Wellington knew that he was near to disaster. In a sense the cuirassiers had failed to achieve their objective, since they had not broken the English centre. Both sides were lodged on the plateau, but neither held it, and in fact the English still occupied the greater part. They had the village and its surrounding land, whereas Ney had only the ridge and its slopes. Both sides seemed to have taken root in that fateful soil.

But the weakness of the English seemed past remedy. Their losses had been appalling. Kempt, on the left wing, cried out for reinforcements, to which Wellington replied that there were none – ‘they must fight till they drop’. And at almost the same moment, by a coincidence which illustrates the exhaustion of both armies, Ney was asking Napoleon for infantry and Napoleon was exclaiming: ‘Where does he think I can get any? Does he expect me to manufacture them?’

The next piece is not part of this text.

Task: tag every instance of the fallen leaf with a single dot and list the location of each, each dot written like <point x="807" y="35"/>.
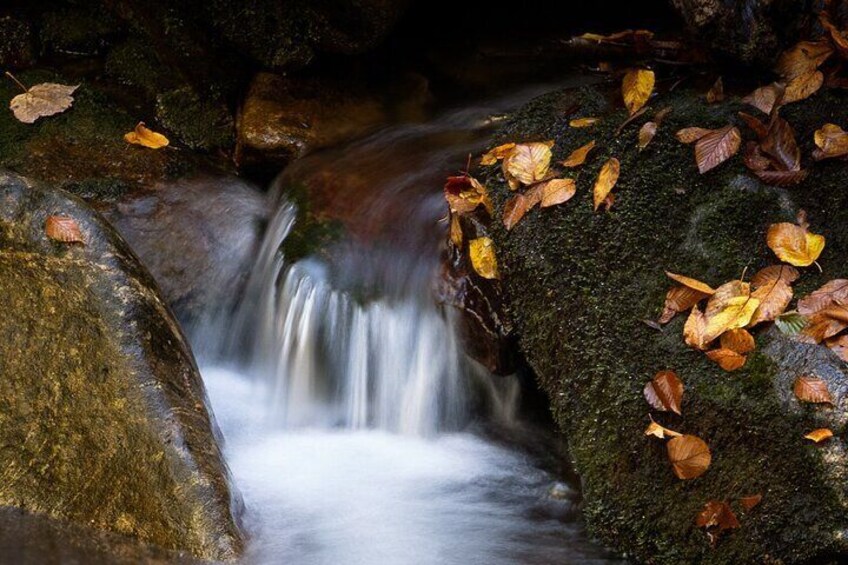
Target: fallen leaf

Wellington’s case was even worse. His infantry had been so badly mauled by the cuirassiers that in some sectors only a few men grouped round the colours marked the remains of a regiment. Battalions were commanded by captains or lieutenants, and indeed the list of senior officers killed or wounded on both sides was hideously long. Moreover Cumberland’s Hanoverian Hussars, a whole regiment under their commander, Colonel Hacke (who was later court-martialled and cashiered), took to their heels and bolted into the forest of Soignes, spreading the news of disaster as far as Brussels. Baggage waggons, ammunition-limbers, carts of wounded, seeing the French gain ground and draw near the forest, followed them; and the Dutch cried havoc. By the account of eye-witnesses still living, the train of fugitives stretched five miles and more in the direction of Brussels. So great was the panic that it reached the Prince de Condé at Malines and Louis XVIII at Ghent. Except for a small reserve stationed behind the field hospital set up in the Mont-Saint-Jean farm, and Vivian’s and Vandeleur’s brigades on his left wing, Wellington had no more cavalry, and a large number of his guns were out of action. These facts are reported by Siborne, and Pringle, somewhat exaggerating, claims that the Anglo-Dutch strength was reduced to 34,000 men. The Iron Duke remained calm but he was white-lipped. The Austrian and French military attachés, who were with the English headquarters staff, believed that the day was lost. At five o’clock Wellington looked at his watch and was heard to murmur: ‘Blücher – or darkness.’

It was at about this moment that a line of bayonets came into view in the distance, twinkling on the heights round Frischemont.

This was the turning-point.

The two guides

Napoleon’s tragic miscalculation is known to everyone: he looked for Grouchy but it was Blücher who came – death instead of life.